BuyDown Rate

What does the term buydown rate mean?

DeWayne Gibson avatar
Written by DeWayne Gibson
Updated over a week ago

When making a large purchase, many consumers need financial assistance.  Companies like Wells Fargo, GE Capitol, American Express, Green Sky and local banks will provide this assistance.  When given an opportunity to finance, many times the customer will pay much more to get a better system. 

Unfortunately, the usual revolving rate for these types of loans can be up to 29.99%.  And in the case that the customer would take your financing assistance, they would most likely say "NO" to a 29.99% loan.  

This is where the buydown rate comes in.  Most financial institutions like the ones mentioned above will allow the contractor to "buy down" the rate from 29.99%, to some lower rate that a consumer would accept.  Such as 3.9% for 60 months, or 9.9% for 72 months.  

Everyone gets to win here.  Ultimately the consumer is just pre-paying a finance charge to get a better Annual Percentage Rate.  This rate usually comes with a cost.  It can be anywhere from 3% up to as much as 20% of the cost of the transaction.  

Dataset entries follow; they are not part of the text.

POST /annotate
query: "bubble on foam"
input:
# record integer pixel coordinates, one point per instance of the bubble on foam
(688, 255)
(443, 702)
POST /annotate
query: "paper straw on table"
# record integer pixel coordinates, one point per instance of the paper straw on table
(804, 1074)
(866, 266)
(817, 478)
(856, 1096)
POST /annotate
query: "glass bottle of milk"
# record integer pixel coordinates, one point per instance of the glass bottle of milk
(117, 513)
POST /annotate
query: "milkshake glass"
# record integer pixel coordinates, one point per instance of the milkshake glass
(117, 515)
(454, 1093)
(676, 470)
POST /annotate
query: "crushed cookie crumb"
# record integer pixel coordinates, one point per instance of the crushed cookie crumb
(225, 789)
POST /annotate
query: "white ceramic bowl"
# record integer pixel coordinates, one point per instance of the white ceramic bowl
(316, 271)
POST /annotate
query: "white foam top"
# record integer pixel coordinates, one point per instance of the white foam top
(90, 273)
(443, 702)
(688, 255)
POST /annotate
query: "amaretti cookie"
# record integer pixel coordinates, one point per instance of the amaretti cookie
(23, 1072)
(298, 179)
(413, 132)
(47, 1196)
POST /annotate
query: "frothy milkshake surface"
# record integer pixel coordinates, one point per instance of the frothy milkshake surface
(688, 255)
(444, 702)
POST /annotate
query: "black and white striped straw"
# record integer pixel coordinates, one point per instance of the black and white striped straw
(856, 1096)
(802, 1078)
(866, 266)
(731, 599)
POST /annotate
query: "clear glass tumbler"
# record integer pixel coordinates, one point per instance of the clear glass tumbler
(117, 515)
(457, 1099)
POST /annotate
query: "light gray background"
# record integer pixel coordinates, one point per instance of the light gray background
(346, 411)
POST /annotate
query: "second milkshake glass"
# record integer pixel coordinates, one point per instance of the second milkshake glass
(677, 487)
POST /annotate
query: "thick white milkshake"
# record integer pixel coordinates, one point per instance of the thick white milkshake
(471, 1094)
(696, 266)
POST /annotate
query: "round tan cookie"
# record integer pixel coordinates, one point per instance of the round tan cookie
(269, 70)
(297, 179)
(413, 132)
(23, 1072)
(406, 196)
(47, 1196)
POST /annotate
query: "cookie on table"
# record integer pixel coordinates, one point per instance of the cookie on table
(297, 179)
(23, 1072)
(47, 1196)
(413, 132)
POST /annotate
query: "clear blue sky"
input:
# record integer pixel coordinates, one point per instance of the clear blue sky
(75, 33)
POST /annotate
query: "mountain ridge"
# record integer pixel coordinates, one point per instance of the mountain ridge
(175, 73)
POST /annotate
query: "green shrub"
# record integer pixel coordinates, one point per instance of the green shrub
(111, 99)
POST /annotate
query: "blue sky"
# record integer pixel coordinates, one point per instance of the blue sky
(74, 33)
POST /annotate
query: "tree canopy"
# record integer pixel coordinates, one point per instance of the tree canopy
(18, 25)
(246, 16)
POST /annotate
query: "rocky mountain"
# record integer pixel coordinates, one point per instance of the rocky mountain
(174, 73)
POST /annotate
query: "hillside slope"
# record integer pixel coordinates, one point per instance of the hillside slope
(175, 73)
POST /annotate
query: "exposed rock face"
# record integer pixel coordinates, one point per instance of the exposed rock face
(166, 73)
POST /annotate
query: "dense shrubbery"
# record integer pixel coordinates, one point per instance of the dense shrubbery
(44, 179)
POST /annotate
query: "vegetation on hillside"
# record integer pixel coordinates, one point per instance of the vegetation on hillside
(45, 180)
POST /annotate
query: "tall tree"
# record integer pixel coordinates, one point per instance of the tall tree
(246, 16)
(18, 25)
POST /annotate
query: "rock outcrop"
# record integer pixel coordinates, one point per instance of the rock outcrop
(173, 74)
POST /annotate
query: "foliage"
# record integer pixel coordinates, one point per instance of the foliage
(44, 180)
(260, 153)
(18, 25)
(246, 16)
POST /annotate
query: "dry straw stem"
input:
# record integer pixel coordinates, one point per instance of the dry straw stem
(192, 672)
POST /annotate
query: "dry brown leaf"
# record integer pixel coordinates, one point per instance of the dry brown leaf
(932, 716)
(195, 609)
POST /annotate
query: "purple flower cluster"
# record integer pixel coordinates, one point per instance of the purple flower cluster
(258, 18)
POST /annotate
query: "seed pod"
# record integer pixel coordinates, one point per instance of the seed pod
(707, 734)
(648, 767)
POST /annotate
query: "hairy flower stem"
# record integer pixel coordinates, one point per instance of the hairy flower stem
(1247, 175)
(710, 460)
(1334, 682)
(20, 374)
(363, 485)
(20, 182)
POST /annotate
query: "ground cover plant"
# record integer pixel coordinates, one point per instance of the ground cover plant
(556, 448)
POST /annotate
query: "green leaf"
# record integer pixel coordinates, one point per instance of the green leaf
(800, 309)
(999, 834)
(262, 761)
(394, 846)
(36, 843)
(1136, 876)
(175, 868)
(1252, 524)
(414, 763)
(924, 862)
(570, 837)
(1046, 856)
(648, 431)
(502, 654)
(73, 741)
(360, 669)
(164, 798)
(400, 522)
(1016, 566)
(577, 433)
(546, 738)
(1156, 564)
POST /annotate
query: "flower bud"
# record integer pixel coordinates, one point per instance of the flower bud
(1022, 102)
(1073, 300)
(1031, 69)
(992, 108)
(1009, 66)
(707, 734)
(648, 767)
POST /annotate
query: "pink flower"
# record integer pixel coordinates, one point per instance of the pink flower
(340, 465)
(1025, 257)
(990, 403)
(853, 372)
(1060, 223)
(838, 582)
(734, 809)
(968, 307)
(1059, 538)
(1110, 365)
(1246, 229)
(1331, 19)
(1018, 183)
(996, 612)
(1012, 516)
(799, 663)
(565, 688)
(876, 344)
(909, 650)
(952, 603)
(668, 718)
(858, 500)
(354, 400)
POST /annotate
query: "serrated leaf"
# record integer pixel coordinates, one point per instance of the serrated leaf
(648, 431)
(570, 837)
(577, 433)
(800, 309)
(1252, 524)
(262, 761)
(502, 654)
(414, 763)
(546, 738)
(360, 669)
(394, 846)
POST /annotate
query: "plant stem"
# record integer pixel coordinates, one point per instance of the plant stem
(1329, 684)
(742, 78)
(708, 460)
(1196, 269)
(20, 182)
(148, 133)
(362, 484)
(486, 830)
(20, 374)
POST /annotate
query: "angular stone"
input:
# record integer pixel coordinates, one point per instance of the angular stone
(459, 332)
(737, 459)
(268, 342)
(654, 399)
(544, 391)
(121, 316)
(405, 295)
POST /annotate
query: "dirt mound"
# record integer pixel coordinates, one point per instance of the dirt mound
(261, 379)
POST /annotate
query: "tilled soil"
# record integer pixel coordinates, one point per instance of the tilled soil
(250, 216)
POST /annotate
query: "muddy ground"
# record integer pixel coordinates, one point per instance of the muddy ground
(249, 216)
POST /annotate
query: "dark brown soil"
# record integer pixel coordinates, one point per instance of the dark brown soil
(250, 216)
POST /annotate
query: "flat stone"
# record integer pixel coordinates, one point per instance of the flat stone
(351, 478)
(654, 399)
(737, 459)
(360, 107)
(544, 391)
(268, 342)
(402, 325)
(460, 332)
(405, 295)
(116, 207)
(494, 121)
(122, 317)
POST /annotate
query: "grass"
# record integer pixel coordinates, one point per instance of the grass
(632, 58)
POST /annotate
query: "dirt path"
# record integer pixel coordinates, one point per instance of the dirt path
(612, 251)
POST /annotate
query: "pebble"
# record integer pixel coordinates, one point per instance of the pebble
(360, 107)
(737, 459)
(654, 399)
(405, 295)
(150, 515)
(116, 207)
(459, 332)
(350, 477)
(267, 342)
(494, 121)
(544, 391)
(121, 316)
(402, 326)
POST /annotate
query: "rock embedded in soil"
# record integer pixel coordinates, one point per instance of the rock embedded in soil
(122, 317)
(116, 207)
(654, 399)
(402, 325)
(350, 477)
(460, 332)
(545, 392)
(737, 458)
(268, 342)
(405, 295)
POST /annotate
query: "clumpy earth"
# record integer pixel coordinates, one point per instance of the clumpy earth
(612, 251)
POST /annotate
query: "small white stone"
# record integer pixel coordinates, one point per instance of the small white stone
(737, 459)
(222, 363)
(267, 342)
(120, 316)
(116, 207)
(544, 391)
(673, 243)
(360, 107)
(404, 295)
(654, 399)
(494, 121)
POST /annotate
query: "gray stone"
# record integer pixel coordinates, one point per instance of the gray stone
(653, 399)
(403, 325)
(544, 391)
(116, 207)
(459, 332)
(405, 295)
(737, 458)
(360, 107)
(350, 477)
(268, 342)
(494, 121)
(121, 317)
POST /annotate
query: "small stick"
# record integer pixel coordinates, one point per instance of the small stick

So in our program, under the company defaults area, you can enter the typical rate you want to add to your system price.  We use a margin on this and not a mark-up.  

Example.  A $10,000 system that has a 10% buydown rate will cost you $1,111.  So the ultimate selling price to the consumer is $11,111.  When you get your check, it will be for $10,000.  That is $11,111 less 10% or $1,111.  

In the picture above you can see in the four quality levels there is a possibility of setting a varying level of cost to the level.  You can base this on what you want to offer, other costs such as manufacturers shared rebate costs, and even in the case of some States, applying State tax to the entire job.